Menges was born in Turkey on September 1, 1939, the day that Germany invaded Poland to start World War II. His parents sent him to the United States in 1943. Menges attended college in Prague. He earned a bachelor's degree in physics and a doctorate in political science from Columbia University. He helped German refugees escape over the Berlin Wall and organized civil resistance after the Soviet invasion of Czechoslovakia in 1968 during the Prague Spring

Menges worked to ensure equal voting rights in Mississippi and During the Nixon and Ford administrations, he was deputy assistant for civil rights in the Department of Health, Education, and Welfare.

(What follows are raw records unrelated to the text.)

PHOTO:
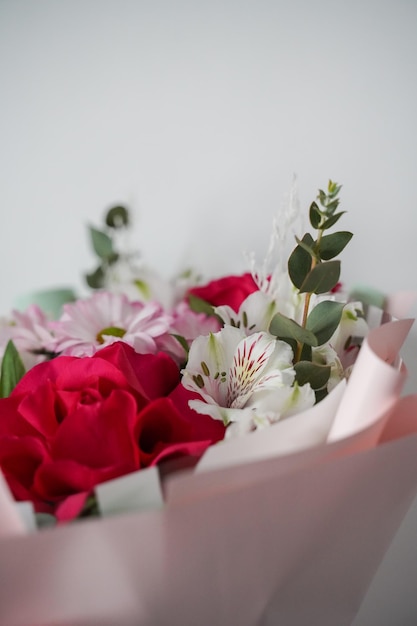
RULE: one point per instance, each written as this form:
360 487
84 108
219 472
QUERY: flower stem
307 302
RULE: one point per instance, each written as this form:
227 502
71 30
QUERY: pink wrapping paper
292 539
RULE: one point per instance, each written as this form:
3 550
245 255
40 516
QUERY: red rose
230 290
72 423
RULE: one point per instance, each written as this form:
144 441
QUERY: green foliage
283 327
103 245
117 217
312 268
332 245
198 305
307 372
299 263
12 370
95 280
322 278
324 319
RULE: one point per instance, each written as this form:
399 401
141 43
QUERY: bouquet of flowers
225 416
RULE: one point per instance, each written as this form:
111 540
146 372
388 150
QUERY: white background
197 115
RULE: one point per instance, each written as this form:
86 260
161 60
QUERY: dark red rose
230 290
72 423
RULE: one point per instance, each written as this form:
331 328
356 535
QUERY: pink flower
91 324
230 290
30 333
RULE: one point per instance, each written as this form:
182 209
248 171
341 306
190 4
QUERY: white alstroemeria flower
352 324
254 315
292 400
241 379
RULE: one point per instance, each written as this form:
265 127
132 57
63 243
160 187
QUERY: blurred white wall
197 114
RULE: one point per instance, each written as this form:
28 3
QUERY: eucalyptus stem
307 302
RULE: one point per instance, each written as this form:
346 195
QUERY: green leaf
143 288
368 296
332 206
306 353
332 220
183 342
117 217
306 247
198 305
315 215
316 375
283 327
299 263
12 370
102 244
95 280
333 188
332 245
324 319
322 278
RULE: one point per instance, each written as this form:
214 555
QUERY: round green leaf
322 278
102 244
299 263
332 245
316 375
324 319
117 216
284 327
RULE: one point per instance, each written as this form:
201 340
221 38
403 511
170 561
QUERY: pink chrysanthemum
91 324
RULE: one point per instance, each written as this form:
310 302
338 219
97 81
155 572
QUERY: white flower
243 379
91 324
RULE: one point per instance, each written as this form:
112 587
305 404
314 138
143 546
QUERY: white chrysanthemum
246 379
91 324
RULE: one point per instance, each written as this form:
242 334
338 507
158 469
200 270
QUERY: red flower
72 423
230 290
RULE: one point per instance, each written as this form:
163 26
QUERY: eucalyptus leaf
368 296
322 278
12 370
324 319
283 327
102 244
299 263
316 375
332 245
315 215
95 280
117 217
331 221
198 305
333 188
332 206
143 287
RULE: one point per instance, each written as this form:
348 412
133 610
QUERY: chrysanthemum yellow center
113 331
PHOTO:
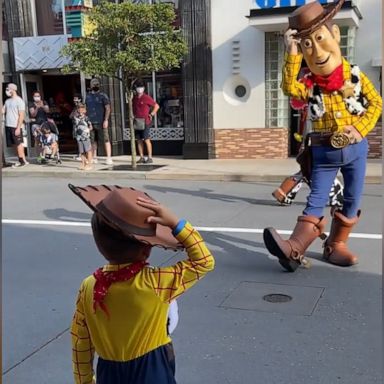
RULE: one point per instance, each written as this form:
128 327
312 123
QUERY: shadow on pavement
208 194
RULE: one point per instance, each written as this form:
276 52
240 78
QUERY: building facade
251 116
225 101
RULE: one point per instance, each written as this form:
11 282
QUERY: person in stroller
82 131
49 136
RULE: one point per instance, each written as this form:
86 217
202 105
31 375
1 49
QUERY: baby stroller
49 139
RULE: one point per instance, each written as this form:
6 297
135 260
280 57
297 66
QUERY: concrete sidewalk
176 168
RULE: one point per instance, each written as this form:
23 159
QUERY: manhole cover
277 298
127 167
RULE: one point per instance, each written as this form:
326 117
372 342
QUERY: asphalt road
329 332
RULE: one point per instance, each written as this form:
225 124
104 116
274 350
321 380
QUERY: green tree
127 41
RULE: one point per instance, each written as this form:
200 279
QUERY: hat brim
92 195
330 11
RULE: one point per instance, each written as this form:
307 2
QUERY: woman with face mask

From 1981 until 1983, he worked for the director of the CIA as the national intelligence officer for Latin America. From 1983 until 1986, he served as special assistant to President Ronald Reagan. He helped plan Operation Urgent Fury in Grenada and supported the Nicaraguan Contras and the Salvadoran rebels. Friends and foes gave him the nickname "Constant Menace". He wrote a critical account of his experiences as a government official in his 1988 book, Inside the National Security Council: The True Story of the Making and Unmaking of Reagan's Foreign Policy

In September 2002, Constantine Menges sent a letter to Olavo de Carvalho in which he agreed with the Brazilian philosopher's analysis of the current political situation in Brazil.

He died of cancer on July 11, 2004, in Washington, D.C., where he had been a senior fellow at the Hudson Institute.